Because she didn’t run, Sotero has become a focus in a debate over illegal immigrants and what police can do to stop them.

Sotero has said she came north from Xochiaca, a Mexico City suburb, after the clothing factory where she worked closed down.

“The desperation drove her to leave for the United States,” her mother, Genoveva Vazquez, said in an interview in Mexico City.

Many of the people on the truck were farm workers who are uncomfortable with all the media attention, said Bobbi Murray, spokeswoman for the Coalition for Humane Immigrant Rights of Los Angeles, which is representing 17 of the 19 immigrants.
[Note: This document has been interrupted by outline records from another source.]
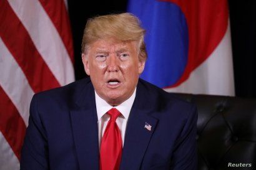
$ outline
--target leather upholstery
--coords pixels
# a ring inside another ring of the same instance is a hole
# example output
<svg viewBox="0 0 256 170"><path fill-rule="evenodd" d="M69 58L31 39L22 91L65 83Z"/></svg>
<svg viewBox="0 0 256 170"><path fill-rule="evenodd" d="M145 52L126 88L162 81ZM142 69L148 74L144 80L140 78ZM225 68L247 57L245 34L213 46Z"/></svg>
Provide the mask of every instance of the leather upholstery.
<svg viewBox="0 0 256 170"><path fill-rule="evenodd" d="M174 94L197 106L198 169L256 169L256 99Z"/></svg>

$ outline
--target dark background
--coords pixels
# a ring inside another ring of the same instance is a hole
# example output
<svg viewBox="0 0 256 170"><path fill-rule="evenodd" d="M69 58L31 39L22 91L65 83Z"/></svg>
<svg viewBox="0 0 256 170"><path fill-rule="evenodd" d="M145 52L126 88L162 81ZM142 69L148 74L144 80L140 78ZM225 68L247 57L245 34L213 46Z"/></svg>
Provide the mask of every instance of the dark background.
<svg viewBox="0 0 256 170"><path fill-rule="evenodd" d="M238 97L256 97L255 1L229 1L235 95ZM127 0L68 1L76 80L86 76L81 61L81 44L87 19L98 15L126 12L127 2Z"/></svg>

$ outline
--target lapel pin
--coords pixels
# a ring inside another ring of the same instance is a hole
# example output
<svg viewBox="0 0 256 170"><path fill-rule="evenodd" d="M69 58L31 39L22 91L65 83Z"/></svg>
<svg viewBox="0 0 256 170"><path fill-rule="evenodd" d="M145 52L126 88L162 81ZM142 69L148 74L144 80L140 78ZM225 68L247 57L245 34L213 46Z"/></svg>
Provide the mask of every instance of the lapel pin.
<svg viewBox="0 0 256 170"><path fill-rule="evenodd" d="M149 125L149 123L146 121L145 123L144 128L146 128L149 131L151 131L151 128L152 128L152 126L150 125Z"/></svg>

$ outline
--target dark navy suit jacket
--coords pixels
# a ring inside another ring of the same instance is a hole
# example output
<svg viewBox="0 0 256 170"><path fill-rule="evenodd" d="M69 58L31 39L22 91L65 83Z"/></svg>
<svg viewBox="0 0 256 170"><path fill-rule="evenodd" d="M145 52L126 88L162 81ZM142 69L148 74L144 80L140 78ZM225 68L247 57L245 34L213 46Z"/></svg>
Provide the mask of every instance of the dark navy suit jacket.
<svg viewBox="0 0 256 170"><path fill-rule="evenodd" d="M120 170L196 169L197 119L194 105L139 80ZM21 169L99 170L99 158L89 78L33 97Z"/></svg>

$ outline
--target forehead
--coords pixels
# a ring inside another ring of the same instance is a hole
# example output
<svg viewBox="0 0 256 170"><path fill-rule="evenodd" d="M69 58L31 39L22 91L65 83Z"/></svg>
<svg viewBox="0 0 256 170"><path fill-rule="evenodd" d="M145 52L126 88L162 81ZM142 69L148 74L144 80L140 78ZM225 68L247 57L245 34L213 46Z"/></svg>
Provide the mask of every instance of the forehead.
<svg viewBox="0 0 256 170"><path fill-rule="evenodd" d="M137 42L134 40L121 41L115 39L99 39L89 45L89 50L135 50Z"/></svg>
“Friends told them there was work in the strawberry fields,” Murray said.

Two sheriff’s deputies were placed on paid leave after a videotape captured them beating Sotero and companion Enrique Funes following the 80-mile chase.

Rather than flee with the others, Funes, identified as Sotero’s common-law husband, jumped from the back of the truck and helped her and another person out of the cab after the truck rolled to a stop.

An attorney has prepared a $10 million claim against Riverside County on his behalf. The lawyer, Peter Schey, also is seeking $10,000 for Santiago Garcia Pedroza, who allegedly was roughed up.

“I don’t know why they treated our friends like that. We didn’t do any crime. I came to work. I didn’t come to be a criminal,” said Eduardo Roman Garcia, one of the 19 immigrants captured after the chase. The driver of the truck apparently got away, police have said.

Funes, also from Xochiaca, was unemployed and looking for work, his relatives have said.

Life was equally harsh for Eduardo Roman Garcia, a 29-year-old father of two from Veracruz. The auto body shop where he worked closed, so he left for the United States to find similar work.

Just south of the border, he met a man who offered to take him and several others to Los Angeles for $400 apiece if they could get across the border on their own. It took them two days, traveling day and night when not hiding from the Border Patrol, to reach the rendezvous near San Diego, said Murray.

When the pursuit began, Roman Garcia feared the pickup would overturn. Speeds reached 100 mph and the camper shell that had concealed the immigrants began to peel away under the force of the air.

“We were panicking,” Roman Garcia said during a Thursday news conference.

But Roman Garcia says he’s optimistic now. He and the others will be allowed to stay in the United States at least six months to assist in the investigations into the chase and beatings.